Eine Abänderung der Reichweite des Unterlassungsverbotes ist mit der Zustellung in Schwarz-weiß im vorliegenden Fall nicht verbunden. Aus der zugestellten Abschrift war offenkundig, dass es nicht um das Verbot eines schwarz-weißen Fotos ging, sondern dass der gesamte Beschluss lediglich schwarz-weiß kopiert worden war und Gegenstand der Verfügung und damit des Unterlassungsgebotes das tatsächlich verwendete farbige Foto war. Die Frage, welche Bearbeitungen dieses Fotos, auch etwa Farbveränderungen, noch als kerngleich ebenfalls von dem Unterlassungsverbot umfasst werden, stellt sich unabhängig davon, ob eine Abschrift in Farbe oder in Schwarz-Weiß zugestellt wird.

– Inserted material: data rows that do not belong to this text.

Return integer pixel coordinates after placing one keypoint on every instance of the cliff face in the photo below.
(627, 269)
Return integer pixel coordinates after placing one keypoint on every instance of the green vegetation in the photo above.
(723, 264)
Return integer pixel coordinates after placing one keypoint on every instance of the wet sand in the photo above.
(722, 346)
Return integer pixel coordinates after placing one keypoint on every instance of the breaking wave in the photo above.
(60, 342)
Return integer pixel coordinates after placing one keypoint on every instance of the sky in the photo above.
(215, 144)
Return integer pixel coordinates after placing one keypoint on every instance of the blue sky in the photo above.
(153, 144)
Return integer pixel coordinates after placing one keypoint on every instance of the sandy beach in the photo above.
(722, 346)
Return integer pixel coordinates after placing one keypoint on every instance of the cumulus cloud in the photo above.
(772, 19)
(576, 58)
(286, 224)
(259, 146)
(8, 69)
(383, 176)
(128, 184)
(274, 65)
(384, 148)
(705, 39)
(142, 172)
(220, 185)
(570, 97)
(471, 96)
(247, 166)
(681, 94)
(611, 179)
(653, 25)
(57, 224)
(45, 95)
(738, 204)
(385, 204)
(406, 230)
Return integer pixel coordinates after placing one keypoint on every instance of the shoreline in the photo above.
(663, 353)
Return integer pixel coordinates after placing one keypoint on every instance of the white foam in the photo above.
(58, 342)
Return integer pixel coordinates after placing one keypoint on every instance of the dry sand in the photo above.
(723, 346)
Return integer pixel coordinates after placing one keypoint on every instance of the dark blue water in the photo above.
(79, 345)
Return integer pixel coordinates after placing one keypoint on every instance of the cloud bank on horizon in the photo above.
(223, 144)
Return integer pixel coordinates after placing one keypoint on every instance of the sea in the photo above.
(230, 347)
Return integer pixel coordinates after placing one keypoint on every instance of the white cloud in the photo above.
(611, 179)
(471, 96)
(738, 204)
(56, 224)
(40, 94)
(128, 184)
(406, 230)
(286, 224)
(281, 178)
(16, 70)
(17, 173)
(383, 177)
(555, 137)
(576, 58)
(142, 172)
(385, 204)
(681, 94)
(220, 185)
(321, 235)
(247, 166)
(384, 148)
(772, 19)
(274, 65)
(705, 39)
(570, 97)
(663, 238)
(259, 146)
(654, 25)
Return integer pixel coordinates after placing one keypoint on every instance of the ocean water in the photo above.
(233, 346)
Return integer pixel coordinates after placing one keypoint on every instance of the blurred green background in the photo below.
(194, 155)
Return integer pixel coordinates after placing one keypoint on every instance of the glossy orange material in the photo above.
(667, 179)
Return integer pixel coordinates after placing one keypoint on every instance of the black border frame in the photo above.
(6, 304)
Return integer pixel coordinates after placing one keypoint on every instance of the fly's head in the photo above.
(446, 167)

War somit für Beklagte zweifelsfrei erkennbar, auf welches von ihr verwendete Foto sich das Unterlassungsgebot bezog, war im vorliegenden Fall die Zustellung der schwarz-weißen Ausfertigung zur Vollziehung der einstweiligen Verfügung ausreichend.

2)
Der begründete Verfügungsantrag hat sich erst dadurch erledigt, dass die Beklagte am 18.03.2014 eine uneingeschränkte Unterlassungserklärung abgegeben hat und dadurch eine Wiederholungsgefahr entfallen ist. Zwar ist diese Erledigungserklärung nicht konkret für die bearbeitete Version, sondern für das Originalbild abgegeben worden. Allerdings umfasst diese Unterlassungserklärung nach dem Verständnis beider Parteien jedenfalls auch die gegenständliche bearbeitete Version. So wurde die Erklärung seitens der Beklagten – wie schon die eingeschränkte Unterlassungserklärung vom 13.2.2014 (Bl. 118 d.A.) – erkennbar zur Erledigung des Unterlassungsbegehrens der Klägerin abgegeben, welches sowohl im Abmahnschreiben vom 11.2.2014 als auch im Verfügungsantrag auf die tatsächlich verwendete bearbeite Version des Fotos Bezug nahm; sie bezieht sich auch nach ihrer Formulierung ausdrücklich auf die „Fotografie im Original oder geänderter Form“. Auch die Klägerin hat die Unterlassungserklärung ausweislich ihres Schriftsatzes vom 16.4.2014 in diesem Sinne verstanden.

Damit hat sich das Verfahren nach Rechtshängigkeit erledigt.

3)
Die Kostenentscheidung beruht auf § 91 Abs. 1 ZPO.

Der Streitwert für das Berufungsverfahren wird auf 15.000 Euro festgesetzt.